Confronting the code of conduct gap
Guy Harrison, General Manager, Dow Jones Risk & Compliance, discusses the company's recent research into third-party risk management.
Third-party risk management systems and processes are in need of significant upgrades as supply chains become more global
Dow Jones Risk & Compliance, recently examined the third-party risk management practices of U.K. companies with a particular focus on the vetting of suppliers in lengthening supply chains.
In August, its team surveyed 250 U.K.-based procurement professionals across five sectors: engineering and construction, oil and gas, IT and technology, media and telecoms and manufacturing.
The survey uncovered that the policies designed to vet suppliers and vendors against indicators of bribery and corruption risk are poorly understood and inconsistently applied.
The findings were concerning—but perhaps not altogether surprising. Especially not when one considers the operational constraints faced by the teams responsible for supplier onboarding and vetting through the supply chain, be that in procurement or other business units.
The results paint a clear picture of an industry facing an enormous task.
Half of the U.K.-based procurement professionals believe ‘corners are cut’ in order to vet and onboard suppliers more quickly. As you can see in the graph below, this sentiment varies across sectors. Generally speaking, however, it appears that the need to meet business demands often trumps the need for rigorous third-party vetting.

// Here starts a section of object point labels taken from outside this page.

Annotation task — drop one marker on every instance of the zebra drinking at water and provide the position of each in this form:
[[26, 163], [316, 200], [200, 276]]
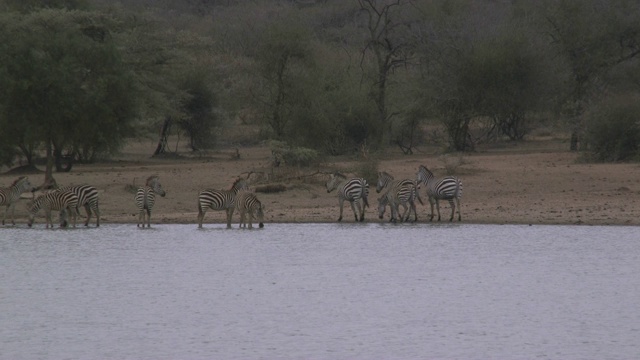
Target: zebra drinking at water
[[9, 196], [63, 201], [399, 193], [146, 197], [87, 197], [248, 203], [353, 190], [220, 200], [448, 188]]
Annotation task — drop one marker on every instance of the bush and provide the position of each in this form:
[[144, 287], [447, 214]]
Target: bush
[[613, 130]]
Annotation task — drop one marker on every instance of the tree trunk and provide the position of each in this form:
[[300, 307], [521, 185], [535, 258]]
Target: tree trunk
[[164, 134]]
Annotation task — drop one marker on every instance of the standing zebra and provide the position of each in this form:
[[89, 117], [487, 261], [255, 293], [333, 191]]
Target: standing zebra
[[87, 197], [248, 203], [220, 200], [448, 188], [404, 193], [398, 193], [146, 197], [9, 196], [63, 201], [352, 190]]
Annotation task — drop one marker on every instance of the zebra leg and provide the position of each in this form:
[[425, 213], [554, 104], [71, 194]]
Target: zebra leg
[[431, 202], [97, 211], [353, 207], [341, 208], [87, 208], [453, 209]]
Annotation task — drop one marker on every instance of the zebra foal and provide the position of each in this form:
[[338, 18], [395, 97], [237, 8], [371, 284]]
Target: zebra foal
[[448, 188], [146, 197], [63, 201], [87, 197], [10, 196], [248, 204], [220, 200], [352, 190], [397, 192]]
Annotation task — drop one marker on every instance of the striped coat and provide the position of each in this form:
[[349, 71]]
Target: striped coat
[[145, 199], [220, 200], [63, 201], [448, 188], [355, 191], [10, 196]]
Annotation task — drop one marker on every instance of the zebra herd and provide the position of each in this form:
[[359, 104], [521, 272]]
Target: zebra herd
[[397, 192], [394, 193]]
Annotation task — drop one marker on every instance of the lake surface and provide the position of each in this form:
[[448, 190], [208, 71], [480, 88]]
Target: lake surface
[[320, 291]]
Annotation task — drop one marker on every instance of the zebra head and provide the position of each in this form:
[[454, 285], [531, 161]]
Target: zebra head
[[334, 181], [424, 175], [239, 184], [154, 183], [22, 184]]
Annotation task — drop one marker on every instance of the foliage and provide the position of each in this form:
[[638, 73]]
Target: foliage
[[63, 82], [613, 130]]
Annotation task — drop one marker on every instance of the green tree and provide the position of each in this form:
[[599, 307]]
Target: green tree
[[63, 83]]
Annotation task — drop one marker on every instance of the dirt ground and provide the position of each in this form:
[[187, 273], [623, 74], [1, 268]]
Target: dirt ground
[[537, 182]]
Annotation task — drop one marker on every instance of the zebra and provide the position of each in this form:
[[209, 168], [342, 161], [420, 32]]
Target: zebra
[[146, 197], [248, 203], [55, 200], [386, 181], [220, 200], [353, 190], [397, 193], [448, 188], [9, 196], [87, 197]]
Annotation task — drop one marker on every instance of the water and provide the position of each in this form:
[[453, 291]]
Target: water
[[320, 291]]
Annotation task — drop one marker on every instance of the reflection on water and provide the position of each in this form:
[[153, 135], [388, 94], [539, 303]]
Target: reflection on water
[[321, 291]]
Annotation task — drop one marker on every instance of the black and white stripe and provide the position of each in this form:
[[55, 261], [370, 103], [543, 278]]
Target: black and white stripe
[[146, 197], [354, 191], [399, 192], [448, 188], [220, 200], [63, 201], [248, 204], [9, 196], [87, 197]]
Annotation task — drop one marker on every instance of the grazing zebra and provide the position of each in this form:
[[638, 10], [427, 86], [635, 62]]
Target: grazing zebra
[[398, 193], [87, 197], [352, 190], [248, 203], [63, 201], [9, 196], [220, 200], [146, 197], [448, 188]]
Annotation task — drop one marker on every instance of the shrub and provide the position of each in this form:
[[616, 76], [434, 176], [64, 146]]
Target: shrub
[[613, 130]]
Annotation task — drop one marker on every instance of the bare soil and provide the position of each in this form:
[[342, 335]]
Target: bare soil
[[537, 182]]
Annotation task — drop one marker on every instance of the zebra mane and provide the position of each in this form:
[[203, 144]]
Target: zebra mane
[[424, 168], [16, 181], [151, 178], [236, 182]]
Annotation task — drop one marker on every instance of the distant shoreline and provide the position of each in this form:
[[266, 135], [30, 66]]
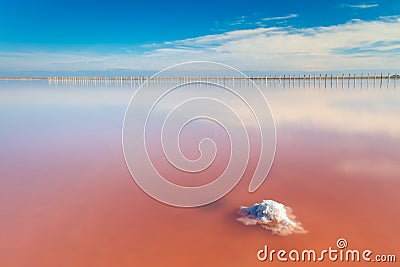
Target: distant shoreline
[[267, 77]]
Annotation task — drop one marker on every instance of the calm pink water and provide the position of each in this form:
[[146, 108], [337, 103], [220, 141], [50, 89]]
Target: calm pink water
[[67, 198]]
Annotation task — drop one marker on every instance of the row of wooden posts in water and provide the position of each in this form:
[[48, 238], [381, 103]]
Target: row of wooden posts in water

Nearly half of respondents are not wholly confident that all of their existing suppliers have been vetted properly and believe one-third of new supplier onboarding in the last 12 months is likely to have been executed improperly.
While more than 60 % of procurement professionals believe that their organization’s code of conduct with regard to third-party risk management is consistently applied when necessary, one-third believe their colleagues do not understand supply chain risks. Only 22% are “very confident” that employees would be able to identify a breach.

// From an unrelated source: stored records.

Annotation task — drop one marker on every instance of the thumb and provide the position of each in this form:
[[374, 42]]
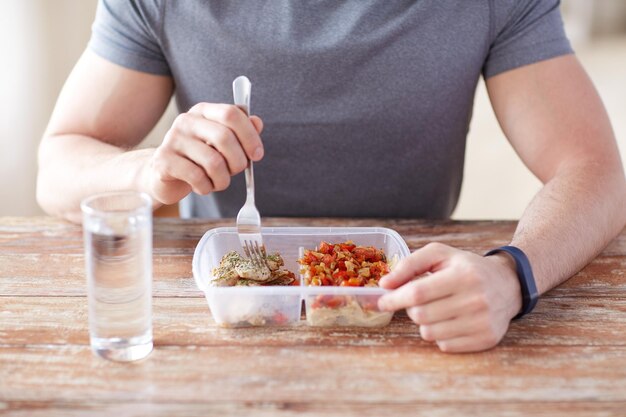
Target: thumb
[[257, 123], [418, 263]]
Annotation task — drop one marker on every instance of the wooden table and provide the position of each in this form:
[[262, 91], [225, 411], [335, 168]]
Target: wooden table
[[567, 358]]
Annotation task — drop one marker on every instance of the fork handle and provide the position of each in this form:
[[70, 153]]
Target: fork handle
[[249, 173], [241, 94]]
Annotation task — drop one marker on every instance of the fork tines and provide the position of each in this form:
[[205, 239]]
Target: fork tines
[[255, 252]]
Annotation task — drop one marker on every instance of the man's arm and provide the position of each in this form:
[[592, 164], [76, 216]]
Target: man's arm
[[105, 110], [556, 122]]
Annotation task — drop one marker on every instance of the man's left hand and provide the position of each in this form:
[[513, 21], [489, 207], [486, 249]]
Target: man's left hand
[[460, 300]]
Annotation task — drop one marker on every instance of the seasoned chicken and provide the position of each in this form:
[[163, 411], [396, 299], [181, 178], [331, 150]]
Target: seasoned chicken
[[235, 270]]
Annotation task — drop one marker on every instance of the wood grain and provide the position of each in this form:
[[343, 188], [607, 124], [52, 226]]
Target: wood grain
[[316, 373], [292, 408], [567, 358], [571, 321]]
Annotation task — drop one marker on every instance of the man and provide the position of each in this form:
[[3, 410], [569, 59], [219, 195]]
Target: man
[[366, 107]]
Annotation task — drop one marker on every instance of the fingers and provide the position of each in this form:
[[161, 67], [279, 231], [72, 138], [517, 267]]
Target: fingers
[[171, 167], [423, 260], [472, 343], [447, 308], [238, 122], [258, 123], [213, 163], [219, 137], [421, 291], [451, 329]]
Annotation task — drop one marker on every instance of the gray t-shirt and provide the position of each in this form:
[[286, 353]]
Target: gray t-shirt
[[366, 104]]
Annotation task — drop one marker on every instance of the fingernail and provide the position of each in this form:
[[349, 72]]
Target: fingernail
[[258, 153]]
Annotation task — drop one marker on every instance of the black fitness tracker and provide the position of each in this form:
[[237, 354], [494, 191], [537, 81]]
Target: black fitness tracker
[[525, 277]]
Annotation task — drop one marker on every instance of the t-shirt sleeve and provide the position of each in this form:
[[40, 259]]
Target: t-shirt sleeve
[[127, 33], [524, 32]]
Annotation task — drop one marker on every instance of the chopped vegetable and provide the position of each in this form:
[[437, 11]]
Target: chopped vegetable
[[235, 270], [343, 264]]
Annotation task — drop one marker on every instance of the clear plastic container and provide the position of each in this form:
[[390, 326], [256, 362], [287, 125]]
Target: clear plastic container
[[277, 305]]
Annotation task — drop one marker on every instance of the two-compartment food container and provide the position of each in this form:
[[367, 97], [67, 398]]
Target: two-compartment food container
[[282, 305]]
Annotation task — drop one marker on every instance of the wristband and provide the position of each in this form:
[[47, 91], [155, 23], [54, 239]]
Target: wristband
[[525, 277]]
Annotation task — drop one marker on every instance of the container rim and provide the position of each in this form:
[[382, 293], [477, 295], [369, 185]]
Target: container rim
[[301, 289]]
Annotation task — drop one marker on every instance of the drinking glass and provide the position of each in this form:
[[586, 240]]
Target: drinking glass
[[117, 230]]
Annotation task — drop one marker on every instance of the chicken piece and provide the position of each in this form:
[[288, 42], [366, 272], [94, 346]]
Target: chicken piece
[[225, 275], [274, 261], [246, 269], [281, 278]]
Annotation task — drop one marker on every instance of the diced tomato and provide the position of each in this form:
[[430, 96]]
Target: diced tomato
[[279, 318], [347, 246], [325, 248]]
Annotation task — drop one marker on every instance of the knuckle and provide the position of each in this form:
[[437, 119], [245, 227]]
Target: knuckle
[[222, 182], [418, 294], [491, 339], [444, 346], [421, 315], [222, 138], [434, 246], [231, 114], [180, 121], [196, 175], [413, 314], [239, 164], [427, 333], [478, 302]]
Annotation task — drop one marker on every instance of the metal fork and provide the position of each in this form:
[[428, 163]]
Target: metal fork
[[248, 219]]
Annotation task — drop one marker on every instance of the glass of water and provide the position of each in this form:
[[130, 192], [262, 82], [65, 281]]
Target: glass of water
[[117, 231]]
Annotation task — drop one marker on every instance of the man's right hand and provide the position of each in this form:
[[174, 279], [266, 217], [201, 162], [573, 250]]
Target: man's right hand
[[202, 150]]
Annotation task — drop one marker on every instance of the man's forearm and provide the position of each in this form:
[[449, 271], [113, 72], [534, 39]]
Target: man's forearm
[[72, 167], [571, 220]]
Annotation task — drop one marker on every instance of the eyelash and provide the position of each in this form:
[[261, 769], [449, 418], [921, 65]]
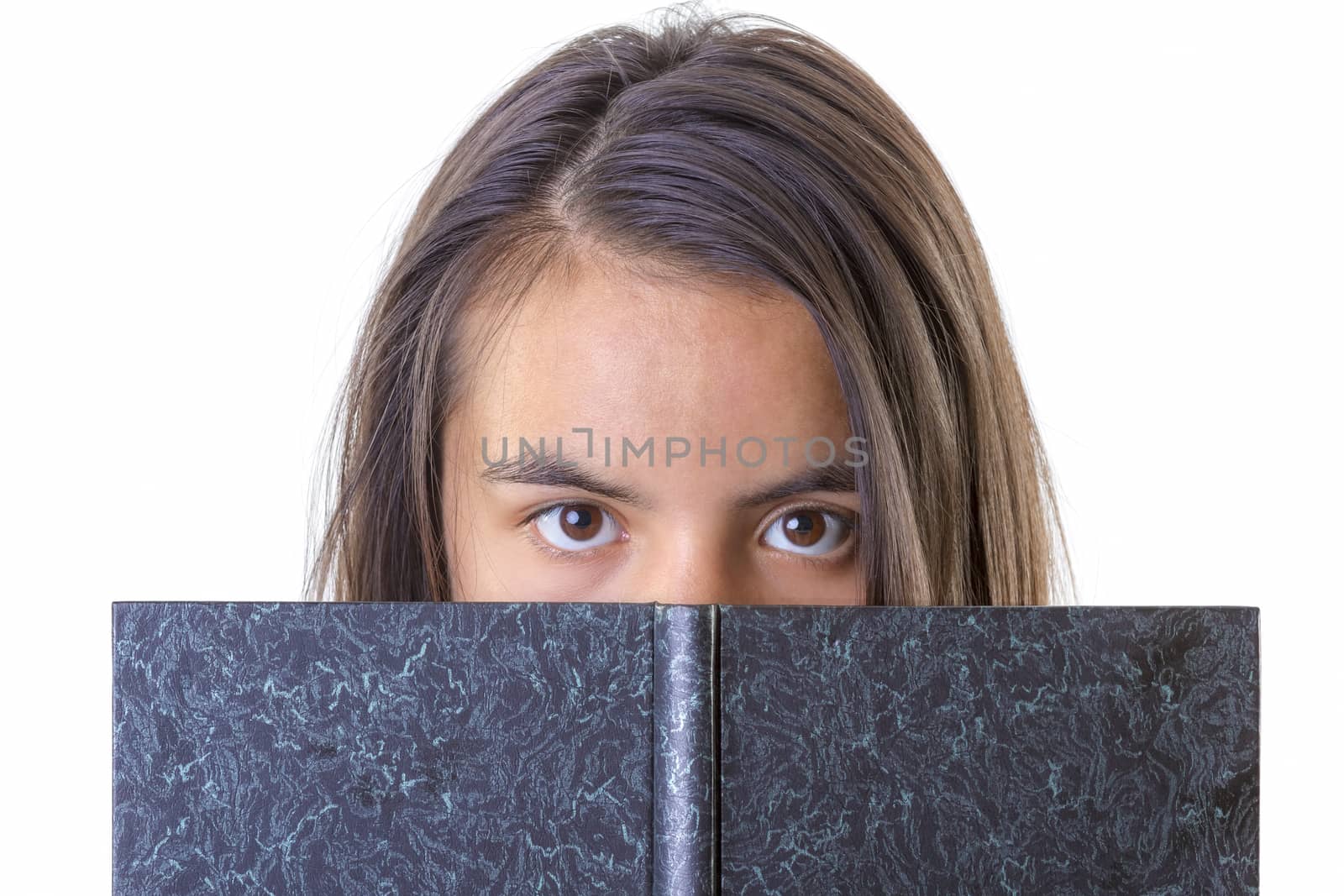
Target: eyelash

A third of procurement professionals say their organizations do not extend their vetting to fourth-party vendors and therefore have no visibility of their supply chain beyond immediate suppliers.
Less than half (45%) have regular training and certification programmes to ensure the code of conduct for third-party risk management is fully understood and applied.

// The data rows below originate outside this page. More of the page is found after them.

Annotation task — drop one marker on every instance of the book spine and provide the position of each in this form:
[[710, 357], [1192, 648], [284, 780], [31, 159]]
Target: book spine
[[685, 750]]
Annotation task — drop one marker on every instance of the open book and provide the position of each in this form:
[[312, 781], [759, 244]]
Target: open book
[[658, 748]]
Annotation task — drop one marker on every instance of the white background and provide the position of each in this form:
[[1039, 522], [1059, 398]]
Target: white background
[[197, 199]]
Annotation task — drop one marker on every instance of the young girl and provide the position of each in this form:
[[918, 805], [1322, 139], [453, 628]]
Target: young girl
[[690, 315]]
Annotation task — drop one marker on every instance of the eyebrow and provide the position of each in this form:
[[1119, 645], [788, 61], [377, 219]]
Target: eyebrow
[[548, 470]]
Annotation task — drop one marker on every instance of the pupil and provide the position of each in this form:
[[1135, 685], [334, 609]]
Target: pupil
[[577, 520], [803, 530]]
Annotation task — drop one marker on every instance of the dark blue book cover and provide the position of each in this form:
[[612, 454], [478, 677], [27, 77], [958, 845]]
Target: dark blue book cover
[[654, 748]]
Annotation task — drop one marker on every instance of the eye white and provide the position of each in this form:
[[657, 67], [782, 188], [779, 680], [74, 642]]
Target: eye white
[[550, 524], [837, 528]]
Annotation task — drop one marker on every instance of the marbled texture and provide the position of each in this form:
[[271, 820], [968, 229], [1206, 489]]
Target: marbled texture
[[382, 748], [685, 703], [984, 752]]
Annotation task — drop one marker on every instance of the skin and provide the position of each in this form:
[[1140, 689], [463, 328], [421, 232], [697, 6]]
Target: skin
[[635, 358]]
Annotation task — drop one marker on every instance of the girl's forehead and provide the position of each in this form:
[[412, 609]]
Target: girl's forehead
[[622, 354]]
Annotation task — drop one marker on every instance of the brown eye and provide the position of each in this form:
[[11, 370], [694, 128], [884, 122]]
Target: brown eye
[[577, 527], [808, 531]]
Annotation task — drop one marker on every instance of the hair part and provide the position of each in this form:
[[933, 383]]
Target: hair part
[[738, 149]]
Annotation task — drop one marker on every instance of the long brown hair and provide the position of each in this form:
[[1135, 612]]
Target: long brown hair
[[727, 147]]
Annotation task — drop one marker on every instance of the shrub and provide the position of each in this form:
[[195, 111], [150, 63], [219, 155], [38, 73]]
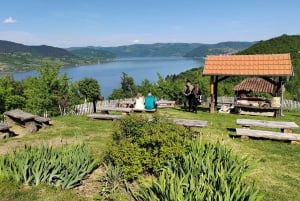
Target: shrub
[[64, 167], [143, 146], [205, 172]]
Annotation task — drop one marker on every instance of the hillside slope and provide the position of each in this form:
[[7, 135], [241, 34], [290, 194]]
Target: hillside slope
[[219, 48], [18, 57]]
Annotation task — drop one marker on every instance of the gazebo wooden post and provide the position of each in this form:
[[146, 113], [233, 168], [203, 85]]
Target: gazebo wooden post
[[216, 93], [212, 94]]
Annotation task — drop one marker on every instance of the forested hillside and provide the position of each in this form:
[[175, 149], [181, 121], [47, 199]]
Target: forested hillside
[[219, 48], [176, 49], [93, 54], [282, 44], [19, 57], [152, 50]]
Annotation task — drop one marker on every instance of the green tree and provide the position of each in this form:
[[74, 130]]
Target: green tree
[[11, 93], [90, 89], [43, 92], [127, 90]]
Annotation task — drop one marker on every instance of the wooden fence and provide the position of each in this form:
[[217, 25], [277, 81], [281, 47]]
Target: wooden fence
[[287, 104], [87, 108]]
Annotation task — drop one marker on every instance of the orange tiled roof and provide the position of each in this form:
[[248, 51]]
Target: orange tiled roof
[[255, 84], [263, 64]]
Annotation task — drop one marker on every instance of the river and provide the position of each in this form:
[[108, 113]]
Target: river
[[109, 74]]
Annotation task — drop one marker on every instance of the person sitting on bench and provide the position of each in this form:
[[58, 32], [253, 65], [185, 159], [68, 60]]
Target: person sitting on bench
[[150, 102]]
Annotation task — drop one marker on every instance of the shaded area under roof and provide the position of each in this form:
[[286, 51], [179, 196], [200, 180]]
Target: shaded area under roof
[[254, 65], [256, 85]]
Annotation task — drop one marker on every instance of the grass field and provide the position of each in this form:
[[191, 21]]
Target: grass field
[[277, 169]]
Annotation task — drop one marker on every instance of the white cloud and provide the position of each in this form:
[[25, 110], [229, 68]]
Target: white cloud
[[9, 20], [136, 41]]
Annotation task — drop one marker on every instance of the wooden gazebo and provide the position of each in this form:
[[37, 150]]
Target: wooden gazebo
[[271, 67]]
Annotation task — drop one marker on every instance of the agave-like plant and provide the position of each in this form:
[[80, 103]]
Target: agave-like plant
[[65, 166], [206, 172]]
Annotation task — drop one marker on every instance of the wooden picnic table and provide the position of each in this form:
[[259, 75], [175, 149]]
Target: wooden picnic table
[[165, 104], [25, 122], [4, 131], [286, 127], [190, 123], [106, 110], [105, 116], [285, 130]]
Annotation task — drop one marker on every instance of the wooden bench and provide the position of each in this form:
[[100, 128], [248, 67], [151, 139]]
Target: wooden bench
[[190, 123], [106, 110], [165, 104], [245, 133], [285, 133], [105, 116], [286, 127], [4, 131], [22, 122], [143, 110]]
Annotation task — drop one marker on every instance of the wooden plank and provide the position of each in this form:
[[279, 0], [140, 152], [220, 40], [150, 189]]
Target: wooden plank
[[268, 124], [190, 123], [267, 134], [105, 116], [266, 114], [19, 114], [165, 104], [143, 110], [3, 128], [117, 109]]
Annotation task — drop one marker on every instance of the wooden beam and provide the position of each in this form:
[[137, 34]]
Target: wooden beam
[[267, 134], [212, 95]]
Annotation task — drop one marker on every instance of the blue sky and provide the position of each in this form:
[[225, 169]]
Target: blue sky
[[69, 23]]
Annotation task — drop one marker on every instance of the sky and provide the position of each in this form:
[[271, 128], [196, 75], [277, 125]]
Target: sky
[[78, 23]]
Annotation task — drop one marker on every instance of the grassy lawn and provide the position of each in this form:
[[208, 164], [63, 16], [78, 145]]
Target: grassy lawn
[[277, 169]]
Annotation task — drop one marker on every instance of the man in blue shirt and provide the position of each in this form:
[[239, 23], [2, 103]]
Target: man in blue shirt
[[150, 102]]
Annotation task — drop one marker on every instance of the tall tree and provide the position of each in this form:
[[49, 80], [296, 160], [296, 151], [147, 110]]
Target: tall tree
[[43, 92], [90, 88]]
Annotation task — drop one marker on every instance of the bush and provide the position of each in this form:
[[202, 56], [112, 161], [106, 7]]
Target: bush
[[143, 146], [205, 172], [64, 167]]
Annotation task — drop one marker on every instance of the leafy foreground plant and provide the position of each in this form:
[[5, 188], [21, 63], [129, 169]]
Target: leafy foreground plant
[[113, 185], [206, 172], [65, 166], [143, 146]]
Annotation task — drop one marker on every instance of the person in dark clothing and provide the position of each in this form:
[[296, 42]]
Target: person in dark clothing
[[187, 95], [196, 98]]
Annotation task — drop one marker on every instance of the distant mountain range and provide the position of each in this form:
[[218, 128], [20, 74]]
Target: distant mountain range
[[173, 49], [19, 57]]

Finally, more than two-fifths (43%) of procurement professionals recognize the need to make changes and overhaul their approaches but many are likely hindered by resource constraints. 52% expect their third-party vendor management budgets to stay the same or face cutbacks and 24% plan for reduced budgets.
These results are especially worrying given that the pressure on third-party risk management systems is only going to increase as supply chains become more global.
In fact, the professionals surveyed expect the number of third-party suppliers that they rely on to increase by 40% age points over the next three years. That’s a significant increase and one that businesses need to prepare for.
Businesses that cannot clearly articulate their risk appetite—and that do not share that information effectively with their workforce—may be set to face tough questions from regulators, damaging financial penalties and discredited reputations.
Is there an upside to all this? Dow Jones Risk & Compliance believes there is.
The ‘code of conduct gap’ research identified it can be addressed with proper technology, tools and a commitment to training across the business.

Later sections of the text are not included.